Bruce Temkin had a great post about when to use research and when to use workshops. While it’s valuable to uncover the real voice of the customer, you can’t spend $100k+ to answer every business question. Workshops are used for those important-but-less-critical journeys, supplementing research-based journey maps.
For example, one client’s CX team identified their twelve most important journeys. They then deliberately selected which journeys we would research, and which they would use workshops for. This enabled them to move forward more quickly, and to leverage the research findings more completely across journeys.
We typically use this approach for our B2B clients. Another software client started by having us lead a workshop at their user group, with 71 participants sharing their experience reporting a software issue or requesting a new feature. Representatives from the company facilitated the ten groups, allowing them to hear first-hand of the frustrations when response time is slow, or answers aren’t specific enough.

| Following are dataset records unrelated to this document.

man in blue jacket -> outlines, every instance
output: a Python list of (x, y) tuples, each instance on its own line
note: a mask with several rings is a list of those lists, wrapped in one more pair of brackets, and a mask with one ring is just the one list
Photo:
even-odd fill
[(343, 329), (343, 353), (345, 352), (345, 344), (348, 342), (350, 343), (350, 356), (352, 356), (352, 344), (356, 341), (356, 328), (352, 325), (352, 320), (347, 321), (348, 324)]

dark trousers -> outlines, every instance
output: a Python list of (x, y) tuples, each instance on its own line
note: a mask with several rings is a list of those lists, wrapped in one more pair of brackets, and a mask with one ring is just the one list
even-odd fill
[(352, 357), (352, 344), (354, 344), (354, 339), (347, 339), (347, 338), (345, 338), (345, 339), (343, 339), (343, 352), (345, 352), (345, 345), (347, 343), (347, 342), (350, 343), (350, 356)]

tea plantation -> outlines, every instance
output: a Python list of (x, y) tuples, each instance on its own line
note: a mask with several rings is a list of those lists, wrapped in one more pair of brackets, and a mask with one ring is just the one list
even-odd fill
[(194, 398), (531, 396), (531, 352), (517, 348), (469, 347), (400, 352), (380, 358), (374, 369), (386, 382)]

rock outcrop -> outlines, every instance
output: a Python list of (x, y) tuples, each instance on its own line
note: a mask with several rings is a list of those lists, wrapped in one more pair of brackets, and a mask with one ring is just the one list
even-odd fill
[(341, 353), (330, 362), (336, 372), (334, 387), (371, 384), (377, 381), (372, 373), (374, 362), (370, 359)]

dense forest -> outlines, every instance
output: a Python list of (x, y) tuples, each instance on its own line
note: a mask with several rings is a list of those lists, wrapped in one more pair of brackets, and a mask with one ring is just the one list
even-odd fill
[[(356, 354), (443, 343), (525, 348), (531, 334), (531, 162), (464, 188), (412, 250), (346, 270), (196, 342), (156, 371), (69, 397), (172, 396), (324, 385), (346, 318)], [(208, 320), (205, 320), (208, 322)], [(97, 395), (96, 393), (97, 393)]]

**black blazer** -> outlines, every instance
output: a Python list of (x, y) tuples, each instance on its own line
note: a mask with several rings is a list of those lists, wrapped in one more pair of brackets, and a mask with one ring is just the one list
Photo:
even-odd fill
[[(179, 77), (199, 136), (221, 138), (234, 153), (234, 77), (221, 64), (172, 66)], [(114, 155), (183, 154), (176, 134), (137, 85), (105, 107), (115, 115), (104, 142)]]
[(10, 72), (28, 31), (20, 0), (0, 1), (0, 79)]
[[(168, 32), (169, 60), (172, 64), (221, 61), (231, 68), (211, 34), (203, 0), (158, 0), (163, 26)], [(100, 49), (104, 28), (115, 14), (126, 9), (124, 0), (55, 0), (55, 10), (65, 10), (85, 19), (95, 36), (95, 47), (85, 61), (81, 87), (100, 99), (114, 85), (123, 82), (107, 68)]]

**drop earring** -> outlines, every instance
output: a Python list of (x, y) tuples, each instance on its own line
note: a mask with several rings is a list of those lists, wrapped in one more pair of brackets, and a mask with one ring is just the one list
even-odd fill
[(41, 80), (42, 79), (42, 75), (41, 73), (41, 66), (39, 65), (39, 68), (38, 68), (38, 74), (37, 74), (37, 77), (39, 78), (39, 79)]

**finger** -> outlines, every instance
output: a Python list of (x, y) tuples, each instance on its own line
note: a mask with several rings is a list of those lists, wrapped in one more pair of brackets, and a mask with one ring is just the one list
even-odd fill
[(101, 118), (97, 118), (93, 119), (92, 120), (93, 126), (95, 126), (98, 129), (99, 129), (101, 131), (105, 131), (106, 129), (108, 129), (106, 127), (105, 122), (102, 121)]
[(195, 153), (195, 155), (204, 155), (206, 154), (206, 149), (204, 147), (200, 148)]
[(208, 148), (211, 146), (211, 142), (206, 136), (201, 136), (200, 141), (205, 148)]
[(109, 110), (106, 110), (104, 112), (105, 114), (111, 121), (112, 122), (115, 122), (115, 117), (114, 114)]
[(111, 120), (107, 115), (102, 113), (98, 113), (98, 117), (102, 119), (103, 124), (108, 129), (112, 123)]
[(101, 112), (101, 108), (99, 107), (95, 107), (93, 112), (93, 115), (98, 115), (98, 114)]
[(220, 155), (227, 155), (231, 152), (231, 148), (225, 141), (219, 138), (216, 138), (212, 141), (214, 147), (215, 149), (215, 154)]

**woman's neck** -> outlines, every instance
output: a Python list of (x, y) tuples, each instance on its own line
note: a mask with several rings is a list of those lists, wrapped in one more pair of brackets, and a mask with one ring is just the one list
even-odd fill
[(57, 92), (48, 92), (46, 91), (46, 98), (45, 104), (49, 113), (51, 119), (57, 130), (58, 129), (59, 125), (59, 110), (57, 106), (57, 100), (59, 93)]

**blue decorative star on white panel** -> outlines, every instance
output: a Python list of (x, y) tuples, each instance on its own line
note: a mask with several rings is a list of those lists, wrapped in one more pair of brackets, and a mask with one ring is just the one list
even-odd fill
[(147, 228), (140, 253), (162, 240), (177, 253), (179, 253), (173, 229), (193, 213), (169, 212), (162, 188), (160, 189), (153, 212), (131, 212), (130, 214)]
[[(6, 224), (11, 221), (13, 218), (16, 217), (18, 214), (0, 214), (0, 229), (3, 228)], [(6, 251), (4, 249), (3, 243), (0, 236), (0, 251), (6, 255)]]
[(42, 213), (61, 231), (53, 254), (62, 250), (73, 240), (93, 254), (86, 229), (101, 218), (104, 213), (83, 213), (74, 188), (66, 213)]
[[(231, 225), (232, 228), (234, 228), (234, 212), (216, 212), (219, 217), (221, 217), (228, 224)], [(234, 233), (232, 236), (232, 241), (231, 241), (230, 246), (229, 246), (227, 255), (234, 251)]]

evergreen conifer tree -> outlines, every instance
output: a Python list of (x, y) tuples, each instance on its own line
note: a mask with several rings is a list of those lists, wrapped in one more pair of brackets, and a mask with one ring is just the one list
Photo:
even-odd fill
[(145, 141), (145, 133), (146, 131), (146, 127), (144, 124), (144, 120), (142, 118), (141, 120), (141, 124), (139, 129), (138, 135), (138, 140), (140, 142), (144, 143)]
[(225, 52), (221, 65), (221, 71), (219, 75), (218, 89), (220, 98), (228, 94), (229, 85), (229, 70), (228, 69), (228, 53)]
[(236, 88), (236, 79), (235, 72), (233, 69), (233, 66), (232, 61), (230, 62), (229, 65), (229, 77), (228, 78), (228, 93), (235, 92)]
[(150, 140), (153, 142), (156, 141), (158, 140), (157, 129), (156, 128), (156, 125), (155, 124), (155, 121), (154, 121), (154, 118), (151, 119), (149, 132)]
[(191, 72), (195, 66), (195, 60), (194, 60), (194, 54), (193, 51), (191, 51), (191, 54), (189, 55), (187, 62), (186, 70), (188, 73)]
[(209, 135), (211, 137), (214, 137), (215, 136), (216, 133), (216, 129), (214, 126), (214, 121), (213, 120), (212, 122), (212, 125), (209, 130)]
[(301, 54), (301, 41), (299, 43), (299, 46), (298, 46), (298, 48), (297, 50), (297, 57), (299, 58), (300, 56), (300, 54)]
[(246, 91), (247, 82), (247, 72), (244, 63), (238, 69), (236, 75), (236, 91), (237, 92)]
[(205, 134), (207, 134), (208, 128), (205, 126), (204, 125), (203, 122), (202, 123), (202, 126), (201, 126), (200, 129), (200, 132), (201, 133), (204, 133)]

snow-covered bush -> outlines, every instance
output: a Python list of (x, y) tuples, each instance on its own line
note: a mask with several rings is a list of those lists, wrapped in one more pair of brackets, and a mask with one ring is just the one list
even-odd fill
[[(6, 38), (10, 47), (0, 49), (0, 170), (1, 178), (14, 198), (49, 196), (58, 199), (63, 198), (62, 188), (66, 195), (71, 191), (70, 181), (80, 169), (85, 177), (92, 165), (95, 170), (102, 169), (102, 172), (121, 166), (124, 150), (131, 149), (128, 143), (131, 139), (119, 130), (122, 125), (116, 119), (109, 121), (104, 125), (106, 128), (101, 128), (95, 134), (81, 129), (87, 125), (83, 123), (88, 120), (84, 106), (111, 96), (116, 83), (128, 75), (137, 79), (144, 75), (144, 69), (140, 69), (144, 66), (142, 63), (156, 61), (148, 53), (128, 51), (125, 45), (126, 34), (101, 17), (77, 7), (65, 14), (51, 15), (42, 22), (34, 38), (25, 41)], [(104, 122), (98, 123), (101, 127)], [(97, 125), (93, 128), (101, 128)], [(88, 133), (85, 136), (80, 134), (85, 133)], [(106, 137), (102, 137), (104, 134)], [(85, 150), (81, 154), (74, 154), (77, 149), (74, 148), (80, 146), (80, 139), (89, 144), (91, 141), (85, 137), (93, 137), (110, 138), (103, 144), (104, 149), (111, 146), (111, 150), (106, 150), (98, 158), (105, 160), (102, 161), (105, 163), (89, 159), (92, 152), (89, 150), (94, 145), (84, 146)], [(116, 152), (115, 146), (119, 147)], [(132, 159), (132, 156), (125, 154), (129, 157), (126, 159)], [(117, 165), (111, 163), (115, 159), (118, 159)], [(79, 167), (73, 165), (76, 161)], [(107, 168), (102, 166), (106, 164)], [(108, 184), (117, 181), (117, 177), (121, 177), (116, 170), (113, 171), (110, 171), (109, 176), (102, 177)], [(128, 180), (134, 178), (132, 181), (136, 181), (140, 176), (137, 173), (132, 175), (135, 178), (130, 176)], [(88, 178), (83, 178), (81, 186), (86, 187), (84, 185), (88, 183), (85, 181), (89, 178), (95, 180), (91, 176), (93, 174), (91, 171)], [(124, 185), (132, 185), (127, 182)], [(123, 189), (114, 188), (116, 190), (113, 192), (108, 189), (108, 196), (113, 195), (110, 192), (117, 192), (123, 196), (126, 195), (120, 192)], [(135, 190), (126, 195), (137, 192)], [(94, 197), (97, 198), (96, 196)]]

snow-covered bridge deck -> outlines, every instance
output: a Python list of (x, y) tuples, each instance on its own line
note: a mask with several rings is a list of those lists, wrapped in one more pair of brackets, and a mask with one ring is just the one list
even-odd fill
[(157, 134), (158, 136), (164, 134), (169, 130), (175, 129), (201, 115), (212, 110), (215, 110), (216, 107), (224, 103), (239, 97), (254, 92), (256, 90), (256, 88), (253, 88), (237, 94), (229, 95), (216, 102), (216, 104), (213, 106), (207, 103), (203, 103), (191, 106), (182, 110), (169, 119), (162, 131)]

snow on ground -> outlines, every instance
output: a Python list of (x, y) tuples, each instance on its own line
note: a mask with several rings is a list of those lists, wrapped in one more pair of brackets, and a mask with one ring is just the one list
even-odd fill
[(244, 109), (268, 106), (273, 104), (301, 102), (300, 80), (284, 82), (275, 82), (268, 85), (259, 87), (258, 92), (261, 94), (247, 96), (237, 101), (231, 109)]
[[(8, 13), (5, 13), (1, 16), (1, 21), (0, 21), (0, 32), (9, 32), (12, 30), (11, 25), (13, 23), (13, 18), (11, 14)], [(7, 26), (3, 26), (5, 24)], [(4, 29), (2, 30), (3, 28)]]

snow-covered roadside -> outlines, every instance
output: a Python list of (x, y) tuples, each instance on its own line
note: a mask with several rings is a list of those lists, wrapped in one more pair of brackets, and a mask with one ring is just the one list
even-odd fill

We then went to their clients to do a deep-dive journey map of their specific situations. We invited 5-8 leaders from the client to map out their experience, showing problems created by hand-offs between silos and other points of friction. Our client took notes and asked occasional follow-up questions, but their clients were the focus.
All three uses work because they include the literal voice of the customer in the process. Even in the second example, where it’s an internal workshop, it still uses the research from other projects to ensure that they truly represent the customer’s journey. We put together the attached infographic to help determine when workshops make sense.
A few months ago I received a call from a clothing manufacturer. They wanted to host a journey mapping workshop to understand why they had so many returns, and how to prevent them.
I laid out a process using example #1 above. We’d start with their insights team sharing their research. Next we would map out the current journey for three of their segments before action planning. My contact thought that would work really well, and asked to have a follow-up with her boss.
In that second call, her boss told me that they didn’t actually have any research into this issue, they didn’t have any time or money for research, and they wanted to use this workshop to get to the bottom of the issue.
That’s the absolutely worst use of a journey mapping workshop – to substitute internal beliefs for the voice of your customer. Doing this gives your internal biases the ring of truth – “We have a journey map showing this!” But the thinking that led to this problem (excessive returns) won’t suddenly uncover the voice of your customer. Internal workshops without research is risky.
We politely declined to lead the workshop, but offered to help if they came up with the budget for research. If you’re ever presented with the request to conduct internal workshops without research, I recommend that you do the same.